La mossa di non presentarsi al Senato, da parte dei Cinque stelle e del leader Giuseppe Conte, e quindi non votare la fiducia al governo Draghi potrebbero causare importanti perdite al Paese, che contava su una serie di riforme messe in cantiere dall’esecutivo.
Infatti, dopo le dimissioni – respinte dal Capo dello Stato, Sergio Mattarella – del presidente del Consiglio, Mario Draghi, potrebbero stopparsi i progetti sul Pnrr, ma anche gli sconti sulle bollette e sui carburanti.
Crisi di governo, i provvedimenti a rischio: dalle bollette ai 24 miliardi del Pnrr
Tra le cose fatte e quelle messe in agende, la crisi di governo voluta da Conte e dal suo MoVimento 5 Stelle è arrivata come un fulmine a ciel sereno tra Palazzo Chigi e l’Italia intera.
I ministri e il premier in persona sono tanti i provvedimenti che sono stati attuati e pensati in una delle epoche storiche più critiche per il nostro paese e per il mondo intero. Se, infatti, in un primo momento, l’esecutivo ha dovuto tenere le redini in mano per quanto riguarda la situazione della pandemia; da febbraio, ci si è dovuti destreggiare anche con le conseguenze della guerra in Ucraina voluta dalla Russia.
Proprio a causa dell’invasione dell’esercito al soldo di Vladimir Putin, il prezzo della benzina a marzo è schizzato alle stelle. Il governo Draghi, in quell’occasione, per venire incontro agli italiani ha tagliato di 30 centesimi le accise sui carburanti, ma la misura scadrà il 2 agosto e potrebbe non essere prorogata – come era intenzione – se l’esecutivo dovesse cadere.
Anche gli sconti sulle bollette del gas e della luce per le famiglie più povere, in vigore fino a settembre, potrebbero non essere rinnovati per un ulteriore trimestre se Draghi e i suoi ministri dovessero abbandonare la nave.
Ma a rischio ci sono anche i 24 miliardi che l’Italia deve incassare dall’Europa per il Piano nazionale di ripresa e resilienza (Pnrr).
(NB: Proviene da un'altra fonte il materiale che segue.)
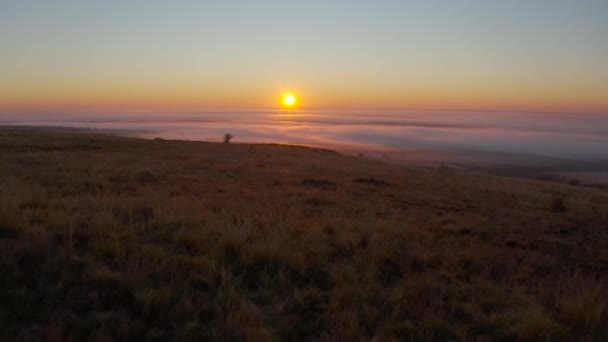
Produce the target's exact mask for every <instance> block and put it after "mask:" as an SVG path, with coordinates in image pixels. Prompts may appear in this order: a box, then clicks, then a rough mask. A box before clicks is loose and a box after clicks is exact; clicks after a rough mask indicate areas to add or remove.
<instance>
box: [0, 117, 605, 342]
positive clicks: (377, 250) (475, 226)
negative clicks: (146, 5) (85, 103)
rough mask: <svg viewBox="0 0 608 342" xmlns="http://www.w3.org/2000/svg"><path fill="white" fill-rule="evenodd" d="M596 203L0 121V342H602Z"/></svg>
mask: <svg viewBox="0 0 608 342" xmlns="http://www.w3.org/2000/svg"><path fill="white" fill-rule="evenodd" d="M557 202H559V203H557ZM558 204H559V205H558ZM607 204H608V193H606V192H603V191H600V190H595V189H586V188H581V187H575V186H569V185H563V184H551V183H544V182H538V181H532V180H518V179H510V178H500V177H493V176H490V175H486V174H481V173H473V172H467V171H461V170H452V169H449V168H445V167H444V168H422V167H420V168H415V167H409V168H405V167H400V166H396V165H387V164H383V163H379V162H377V161H372V160H367V159H364V158H356V157H347V156H342V155H339V154H337V153H334V152H331V151H326V150H319V149H311V148H305V147H293V146H284V145H245V144H212V143H201V142H183V141H167V140H154V141H145V140H138V139H129V138H120V137H113V136H104V135H93V134H77V133H53V132H50V131H40V130H18V129H1V130H0V274H1V275H2V282H1V284H0V303H2V304H0V338H2V339H3V340H6V339H26V340H27V339H34V340H47V339H53V338H55V339H60V340H63V339H74V340H83V339H102V340H107V339H109V340H115V339H119V340H120V339H130V340H140V339H149V340H167V339H178V340H254V341H264V340H292V339H295V340H310V339H312V340H328V341H333V340H370V339H374V338H375V339H377V340H404V339H407V340H409V339H414V340H476V339H477V340H547V339H552V340H602V339H608V328H607V327H608V306H607V305H608V302H607V300H606V298H608V290H607V289H606V285H607V276H606V274H607V271H608V242H607V241H608V207H607Z"/></svg>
La seconda tranche di aiuti dall’Unione, infatti, arriverà solo se verranno centrati tutti i 100 obiettivi del piano: per il momento ne sono stati messi a segno solo 45. Ne mancherebbe 55 da realizzare entro la fine dell’anno. E senza un governo la strada sarebbe veramente in salita.
Palazzo Chigi, i progetti per il futuro che potrebbero non realizzarsi
Accanto ai tanti progetti e le leggi che già sono stati approvati, l’esecutivo guidato dall’ex presidente della Bce aveva in mente anche altri aiuti per i cittadini. Progetti che potrebbero non vedere mai la luce se, mercoledì alle Camere, Draghi dovesse continuare a scontrarsi con il parere negativo dei pentastellati.
Sotto costante pressione dei sindacati, il premier si era detto favorevole all’introduzione del salario minimo – misura, tra l’altro, appoggiata anche dal MoVimento 5 Stelle. Con un altro esecutivo, magari a guida centrodestra, potrebbe rimanere solo una proposta.
Così come il taglio del cuneo fiscale, pensato e da introdurre per proteggere i salari dall’inflazione. Con il decreto di fine luglio, il governo voleva introdurre in busta paga un ulteriore bonus da 200 euro per i lavoratori. Ma si era deciso di programmare in manovra di bilancio un modo per ridurre la differenza tra il compenso lordo e quello netto, oltre a una riduzione dell’Iva per i beni di consumo.
Accanto a queste misure, c’erano altre riforme nell’agenda Draghi. Sia quella fiscale, sia quella sulla concorrenza, ancora in discussione alla Camera e con il nodo dell’articolo 10 sui taxi da sciogliere. Se, poi, il governo dovesse cadere, non si potrebbe discutere sulla questione delle pensioni: a fine anno scade Quota 102, e si dovrebbe tornare alla legge Fornero.